Robert Kagan’s Cloudy Crystal Ball

By ANDREW J. BACEVICH

Once labeled a neoconservative, Robert Kagan is actually a Friedmanite. Like Thomas Friedman of The New York Times, Kagan specializes in elegant oversimplification, regularly producing artfully constructed polemics that are superficially persuasive but substantively misleading. Taken seriously, they can even be dangerous.

Friedman describes himself as “a big believer in the idea of the super-story, the notion that we all carry around with us a big lens, a big framework, through which we look at the world.” Fastening onto some big framework enables Friedman, in his words, to “order events, and decide what is important and what is not.” Choose the correct—or most convenient—big framework and everything becomes clear.
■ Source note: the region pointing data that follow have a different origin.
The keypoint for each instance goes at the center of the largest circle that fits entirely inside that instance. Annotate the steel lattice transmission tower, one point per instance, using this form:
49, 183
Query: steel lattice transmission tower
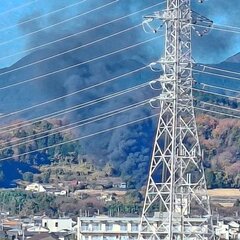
176, 203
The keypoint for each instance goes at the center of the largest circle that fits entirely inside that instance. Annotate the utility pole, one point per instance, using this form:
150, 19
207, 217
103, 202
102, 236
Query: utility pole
176, 203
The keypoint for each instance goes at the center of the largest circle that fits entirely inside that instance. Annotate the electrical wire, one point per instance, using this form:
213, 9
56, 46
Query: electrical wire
58, 23
75, 125
18, 7
216, 74
218, 69
216, 112
72, 93
219, 106
71, 109
83, 31
220, 88
70, 50
44, 15
83, 137
217, 94
79, 64
216, 28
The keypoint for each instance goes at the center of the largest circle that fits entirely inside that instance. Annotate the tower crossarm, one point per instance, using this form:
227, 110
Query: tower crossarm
176, 204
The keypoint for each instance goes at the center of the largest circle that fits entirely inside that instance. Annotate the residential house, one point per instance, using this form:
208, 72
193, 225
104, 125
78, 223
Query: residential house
35, 187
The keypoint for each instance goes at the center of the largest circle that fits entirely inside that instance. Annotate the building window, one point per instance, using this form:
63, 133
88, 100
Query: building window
123, 227
84, 227
96, 227
134, 227
109, 226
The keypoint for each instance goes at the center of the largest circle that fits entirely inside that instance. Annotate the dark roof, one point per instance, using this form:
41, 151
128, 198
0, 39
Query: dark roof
44, 236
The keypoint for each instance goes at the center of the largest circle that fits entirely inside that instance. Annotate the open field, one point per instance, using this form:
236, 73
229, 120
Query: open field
224, 197
225, 193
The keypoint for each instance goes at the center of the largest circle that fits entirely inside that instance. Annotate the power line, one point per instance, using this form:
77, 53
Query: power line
216, 28
217, 94
218, 69
219, 106
56, 24
73, 93
216, 74
83, 31
75, 124
44, 15
71, 109
226, 26
79, 64
18, 7
71, 50
83, 137
216, 112
217, 87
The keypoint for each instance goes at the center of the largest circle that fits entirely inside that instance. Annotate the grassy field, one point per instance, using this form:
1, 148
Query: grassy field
225, 193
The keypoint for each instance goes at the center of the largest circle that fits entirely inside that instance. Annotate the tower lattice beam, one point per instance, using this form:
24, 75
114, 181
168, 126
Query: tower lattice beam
176, 203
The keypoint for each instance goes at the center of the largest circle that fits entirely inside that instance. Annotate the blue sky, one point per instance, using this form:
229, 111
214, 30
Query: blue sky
220, 11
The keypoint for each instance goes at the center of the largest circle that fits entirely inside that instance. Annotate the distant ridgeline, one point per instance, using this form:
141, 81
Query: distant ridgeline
219, 137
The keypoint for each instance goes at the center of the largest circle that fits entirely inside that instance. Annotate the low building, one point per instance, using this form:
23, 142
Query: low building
104, 227
126, 228
58, 225
35, 187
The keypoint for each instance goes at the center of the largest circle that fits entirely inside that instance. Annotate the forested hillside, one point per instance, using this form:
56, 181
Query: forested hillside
220, 140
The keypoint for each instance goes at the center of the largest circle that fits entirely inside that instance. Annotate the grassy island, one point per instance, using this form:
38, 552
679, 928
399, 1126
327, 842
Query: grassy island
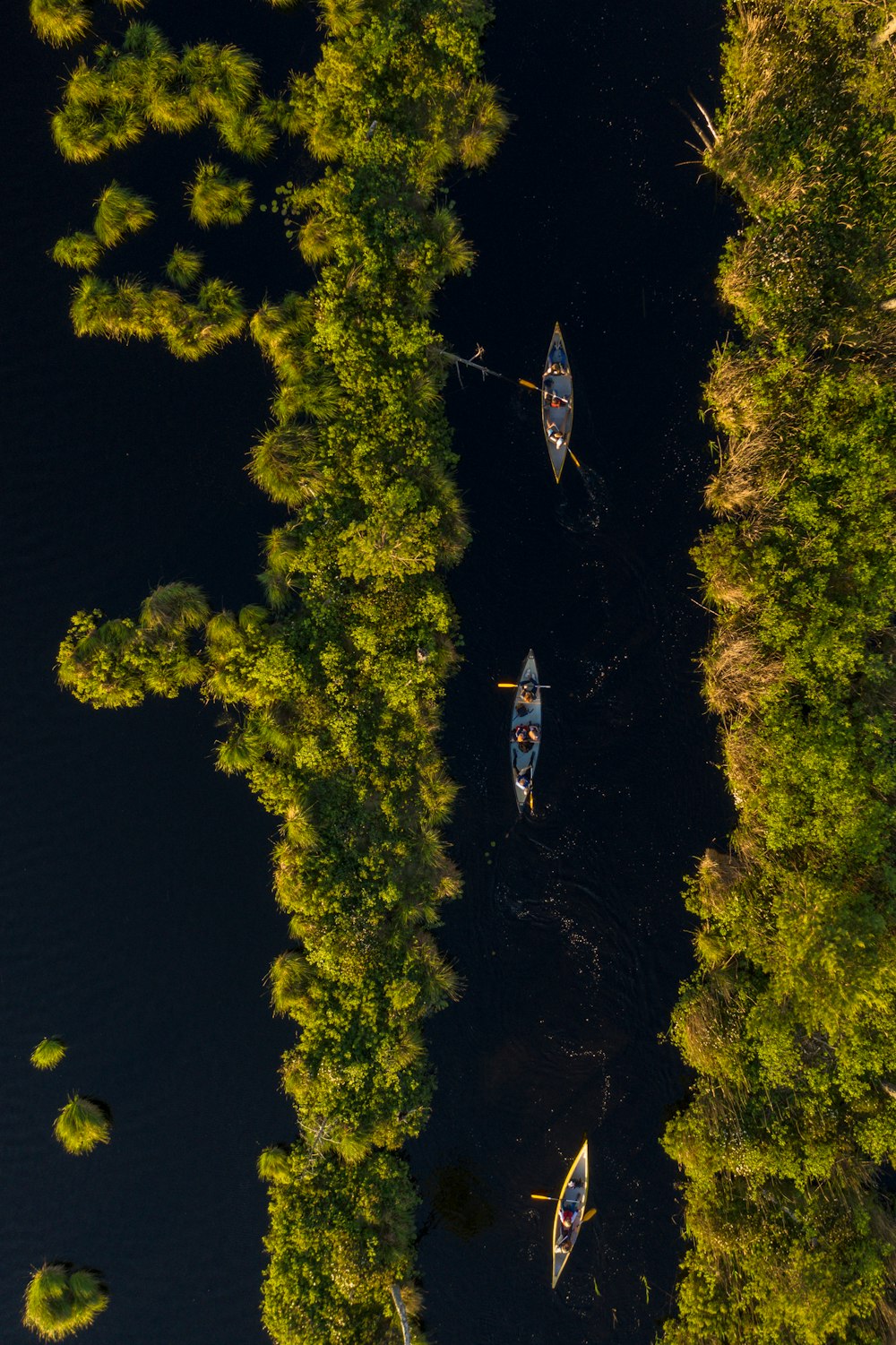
82, 1125
790, 1019
48, 1054
332, 685
61, 1299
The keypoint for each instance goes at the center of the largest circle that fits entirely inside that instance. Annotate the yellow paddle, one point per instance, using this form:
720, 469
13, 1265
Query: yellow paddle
541, 1194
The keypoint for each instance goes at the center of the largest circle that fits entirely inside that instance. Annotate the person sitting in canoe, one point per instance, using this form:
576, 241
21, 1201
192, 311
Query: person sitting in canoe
525, 736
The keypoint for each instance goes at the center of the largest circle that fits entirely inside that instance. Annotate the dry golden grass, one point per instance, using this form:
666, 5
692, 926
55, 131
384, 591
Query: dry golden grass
716, 875
737, 671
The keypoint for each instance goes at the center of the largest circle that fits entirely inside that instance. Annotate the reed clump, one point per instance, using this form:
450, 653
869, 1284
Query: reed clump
62, 1299
82, 1125
48, 1054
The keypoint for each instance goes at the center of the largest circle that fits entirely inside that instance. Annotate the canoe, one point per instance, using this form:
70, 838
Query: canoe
526, 713
556, 386
573, 1199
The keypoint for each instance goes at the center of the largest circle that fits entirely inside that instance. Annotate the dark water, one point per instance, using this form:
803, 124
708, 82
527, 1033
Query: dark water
136, 910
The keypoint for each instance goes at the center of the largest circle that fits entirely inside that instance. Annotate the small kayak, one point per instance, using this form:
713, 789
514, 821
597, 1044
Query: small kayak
525, 730
556, 401
571, 1212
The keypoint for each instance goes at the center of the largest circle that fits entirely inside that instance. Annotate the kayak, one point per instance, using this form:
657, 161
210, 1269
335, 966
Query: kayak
525, 722
556, 386
572, 1202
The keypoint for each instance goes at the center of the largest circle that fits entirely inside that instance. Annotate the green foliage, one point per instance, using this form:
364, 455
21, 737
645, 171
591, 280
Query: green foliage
788, 1017
215, 196
48, 1054
330, 694
273, 1164
59, 22
183, 266
78, 250
120, 211
82, 1125
62, 1299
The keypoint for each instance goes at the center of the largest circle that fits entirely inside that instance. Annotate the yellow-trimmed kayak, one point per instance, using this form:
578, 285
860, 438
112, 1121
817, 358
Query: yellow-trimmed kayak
569, 1213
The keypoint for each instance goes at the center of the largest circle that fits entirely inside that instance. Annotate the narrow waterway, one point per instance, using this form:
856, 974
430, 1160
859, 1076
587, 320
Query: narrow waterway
572, 934
137, 918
This describes Kagan’s approach as well, along with a tendency to deploy act-now-or-all-is-lost rhetoric.

Certain policy types have a particular susceptibility to super-stories that purport to explain everything. It liberates them from actually having to think. For those eager to remain au courant, it signals which way the herd is heading.


Prominent examples of this recurring phenomenon include George Kennan’s savvy marketing of “containment” as a basis of U.S. grand strategy at the outset of the Cold War and Francis Fukuyama’s impeccably timed revelation four decades later as the Cold War was winding down that history itself had ended.